In an ideal world, Marks said, 802.16a can serve as a backbone for 802.11 hot-spots. Still, some wireless LAN advocates promote 802.11's use as a MAN, even though its medium-access control protocol is fundamentally optimized for shorter-range topologies. At the same time, Marks said, others have talked of using 802.16a within the enterprise as an adjunct to 802.11a or 802.11g. If the 802.11e working group has trouble providing true quality-of-service prioritization for wireless LANs, then it might make sense to take 802.16a directly to an end user, Marks said. Otherwise, "it's more efficient and more cost-effective to look for the ways 802.11 and 802.16 complement each other."

The 802.16 MAN, which won approval in 1999 as its own study group in IEEE, has suffered and benefited from both the telecom collapse and the belated craze over WLANs. In its early days, the wireless MAN work was centered on licensed services in higher frequency bands, though this work has been swamped by lower-frequency efforts that come closer to bridging wireless LAN services into the metro area.
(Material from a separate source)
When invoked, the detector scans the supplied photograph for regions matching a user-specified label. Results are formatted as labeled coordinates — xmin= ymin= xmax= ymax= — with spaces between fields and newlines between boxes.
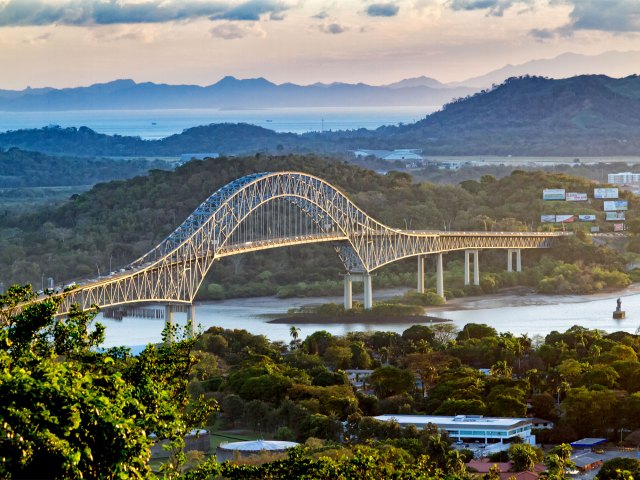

The 802.16a standard specifies three physical layers for services: a single-carrier access method which was retained for special-purpose networks; a 256-carrier orthogonal frequency division multiplexed (OFDM) multicarrier for mainstream applications; and a special "OFDMa" standard with 2,048 carriers, which can be used for selective multicast applications, and advanced multiplexing options in tiered metro networks.

The 802.16 Task Group C on interoperability for 10- to 66-GHz frequency ranges still is proceeding with useful work for higher-frequency services evolving from LMDS and point-to-point 50- to 60-GHz radio. Compliance and test documents for 802.16c were published in April 2002, and implementation profiles were published in mid-January. But the task group with the heaviest participation right now is 802.16e, which seeks to add some level of mobility to wireless MANs.

Defined interests

When outsiders hear of such mobility goals, many assume that 802.16e is going after any broadband wireless metro market that might have been served by nascent 3G cellular services. In reality, Marks said, the task group has no interest in high-speed handoff in an automotive environment. Instead, 802.16e specs are aimed at the slow-speed, lightly mobile user who wants to maintain some level of roaming within metro access points. The task group hopes to have a first draft of mobility completed in July.

Wireless MANs now are supported by a coalition named the WiMax Forum, which develops interoperability tests based on the profiles developed by the 802.16 task groups. As important as the forum, however, has been public statements from Intel Corp. and other vendors saying they expect 802.16 to be every bit as revolutionary as 802.11.